The company maintained that it did its own internal investigation, and a spokesperson said they found no cases “where someone was looking intentionally for passwords” or had otherwise missed that data. Some passwords were “inadvertently logged” but not exposed in a way that created any “actual risk.”

A Facebook insider told Krebs that internal access logs revealed around 2,000 engineers and developers had made “approximately nine million internal queries for data elements that contained plain text user passwords,” but there’s no indication that those queries specifically targeted passwords.

The majority of the passwords stored in plain text were also for “Facebook Lite,” a cut-down service aimed at emerging markets where internet speeds are too slow to handle the full Facebook experience.

Nevertheless, Meta’s blunder is an example of why we should all practice good password hygiene and how it’s a terrible idea to reuse passwords across multiple services. If one of the world’s largest and most valuable tech companies has such lax security, it’s hard to count on any site to ensure your passwords won’t leak out into the wild.

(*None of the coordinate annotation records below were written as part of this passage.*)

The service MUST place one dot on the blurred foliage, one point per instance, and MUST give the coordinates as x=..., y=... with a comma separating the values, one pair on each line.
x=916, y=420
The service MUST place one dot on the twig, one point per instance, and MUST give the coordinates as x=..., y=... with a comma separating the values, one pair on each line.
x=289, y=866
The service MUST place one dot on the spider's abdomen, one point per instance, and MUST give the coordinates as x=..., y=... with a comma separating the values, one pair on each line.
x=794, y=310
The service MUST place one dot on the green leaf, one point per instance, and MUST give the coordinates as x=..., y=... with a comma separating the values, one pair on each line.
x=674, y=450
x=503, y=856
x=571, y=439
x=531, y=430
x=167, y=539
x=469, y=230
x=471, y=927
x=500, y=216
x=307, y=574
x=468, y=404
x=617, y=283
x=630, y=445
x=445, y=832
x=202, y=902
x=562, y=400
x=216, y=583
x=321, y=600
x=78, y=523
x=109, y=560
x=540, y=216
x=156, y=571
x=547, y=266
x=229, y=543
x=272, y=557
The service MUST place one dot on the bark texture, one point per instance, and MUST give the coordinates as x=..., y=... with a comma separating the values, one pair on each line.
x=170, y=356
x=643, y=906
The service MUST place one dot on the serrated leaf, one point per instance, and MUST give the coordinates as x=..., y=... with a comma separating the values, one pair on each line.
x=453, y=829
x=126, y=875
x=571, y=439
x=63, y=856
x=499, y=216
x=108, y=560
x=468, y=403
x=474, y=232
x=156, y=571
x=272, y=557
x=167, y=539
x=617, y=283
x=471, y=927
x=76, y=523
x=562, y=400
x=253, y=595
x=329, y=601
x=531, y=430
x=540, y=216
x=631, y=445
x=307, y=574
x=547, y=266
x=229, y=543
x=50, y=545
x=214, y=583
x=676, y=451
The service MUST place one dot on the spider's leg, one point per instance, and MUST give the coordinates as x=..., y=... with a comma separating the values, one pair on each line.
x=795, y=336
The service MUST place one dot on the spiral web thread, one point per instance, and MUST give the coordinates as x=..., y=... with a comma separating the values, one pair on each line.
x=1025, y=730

Many folks use the same password for multiple services, and in this case, having your Facebook password set the same as your online banking password would have potentially given any one of 20,000 Facebook employees the ability to access your financial data. While there’s no indication that happened, the possibility on its own should be disturbing.

The move toward passkeys will do even more to prevent compromised passwords from enabling hackers to break into your accounts. Passkeys are a set of cryptographic credentials designed so that nothing on the server side can be compromised.